それこそ、身を切る思いで手放した、自分にとっての宝物だったそれら。
それに、
今の自分にとっては、匠海から貰ったものを目にするだけで苦しくなるのは、想像に難くない。
『解った。じゃあ、後で返してくれればいいよ』
「………………」
『それだったら、贈り物にならないだろう?』
「………………」
無言を貫く妹との埒の無い会話を、兄はこんな言葉で終わらせた。
『ヴィヴィ。待ってるからね』
数秒後に届いたのは、通話が切られた電子音だった。
スマホをソファーに放った途端、
(いやいや……。

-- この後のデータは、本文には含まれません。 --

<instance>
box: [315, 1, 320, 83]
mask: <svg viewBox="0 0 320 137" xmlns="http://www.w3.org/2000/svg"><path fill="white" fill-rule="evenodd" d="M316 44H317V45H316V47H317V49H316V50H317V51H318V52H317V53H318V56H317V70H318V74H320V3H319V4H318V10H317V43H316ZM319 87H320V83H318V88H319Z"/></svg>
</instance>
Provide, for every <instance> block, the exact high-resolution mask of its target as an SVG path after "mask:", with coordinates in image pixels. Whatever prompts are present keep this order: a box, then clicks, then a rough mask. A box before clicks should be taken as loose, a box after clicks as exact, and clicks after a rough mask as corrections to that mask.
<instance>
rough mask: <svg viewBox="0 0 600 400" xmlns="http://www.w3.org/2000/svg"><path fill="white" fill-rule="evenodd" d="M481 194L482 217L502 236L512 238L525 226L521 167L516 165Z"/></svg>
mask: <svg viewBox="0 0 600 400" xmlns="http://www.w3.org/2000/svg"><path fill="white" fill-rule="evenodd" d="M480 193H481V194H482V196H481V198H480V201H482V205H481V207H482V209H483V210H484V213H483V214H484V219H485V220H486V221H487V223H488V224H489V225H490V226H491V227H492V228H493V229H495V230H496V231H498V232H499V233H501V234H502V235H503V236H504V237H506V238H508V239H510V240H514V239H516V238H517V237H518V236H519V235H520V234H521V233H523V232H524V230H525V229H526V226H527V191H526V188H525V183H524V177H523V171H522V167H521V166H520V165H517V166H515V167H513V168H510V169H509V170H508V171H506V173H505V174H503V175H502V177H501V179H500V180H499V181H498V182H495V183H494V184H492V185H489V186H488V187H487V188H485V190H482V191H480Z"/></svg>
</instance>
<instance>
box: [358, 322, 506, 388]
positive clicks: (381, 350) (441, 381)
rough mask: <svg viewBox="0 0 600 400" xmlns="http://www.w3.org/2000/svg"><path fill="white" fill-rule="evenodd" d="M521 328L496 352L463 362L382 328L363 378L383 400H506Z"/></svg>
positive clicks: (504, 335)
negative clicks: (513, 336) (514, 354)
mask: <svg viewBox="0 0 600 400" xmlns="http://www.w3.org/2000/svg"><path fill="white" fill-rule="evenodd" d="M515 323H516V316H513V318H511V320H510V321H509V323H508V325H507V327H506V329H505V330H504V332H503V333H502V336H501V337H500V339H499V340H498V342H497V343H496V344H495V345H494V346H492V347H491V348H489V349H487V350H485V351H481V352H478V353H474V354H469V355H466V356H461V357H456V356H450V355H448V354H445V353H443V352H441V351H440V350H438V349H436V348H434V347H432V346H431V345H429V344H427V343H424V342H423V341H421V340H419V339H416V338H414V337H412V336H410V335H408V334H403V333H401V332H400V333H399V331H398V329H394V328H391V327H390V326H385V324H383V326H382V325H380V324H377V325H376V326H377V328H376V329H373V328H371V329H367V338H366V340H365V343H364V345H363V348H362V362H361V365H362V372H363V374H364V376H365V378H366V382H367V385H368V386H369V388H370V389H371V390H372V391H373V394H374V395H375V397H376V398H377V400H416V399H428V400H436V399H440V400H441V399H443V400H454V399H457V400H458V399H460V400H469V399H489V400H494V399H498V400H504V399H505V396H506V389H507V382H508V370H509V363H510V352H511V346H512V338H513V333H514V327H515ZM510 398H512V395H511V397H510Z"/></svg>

良く考えたら、家に帰って、料理長に何か作って貰えばいいんじゃないの?)
そんな “正解” を思い付き。
けれど、白い指先が向かったのは、兄からの贈り物へ だった。
(どうせ、白ワンピとか、着せたいんでしょ?)
匠海の好みは熟知していた。
白ワンピに代表されるような、純粋可憐な少女が似合うもの。
若しくは、
“不思議の国のアリス” や “ペトルーシュカ” の様に、衣装として纏ったもの。
(ど、どんだけ……変態なんだ……orz)
よくよく思い起こせば、自分の元恋人の服の趣味は、最低最悪じゃないか。
今度はどんな、無理難題を押し付けられるのか?
恐るおそる、ショッパーから取り出した白い包みに、手をかければ、
「あれ……?」
白い薄葉紙に包まれたそれを開封してみても、出てきたのは意外や意外、黒色の服で。
取り出して掲げて見れば、ノースリーブのAラインワンピは、身体の線も綺麗に出て、シンプルに着こなせそうだった。
「意外……」
思わず呟いたヴィヴィは、ワンピをロッカーに吊るそうとし、
「って……、う゛ぇえええ~~っ!?」
「お前は本当に両家の子女か?」と、突っ込みたくなる声で絶叫した。
だって、腰の部分に布が無いのだ。
首の後ろでボタンで留めるタイプの上半身は、ちょうど△の形で背中の下から腰に掛けて開いていた。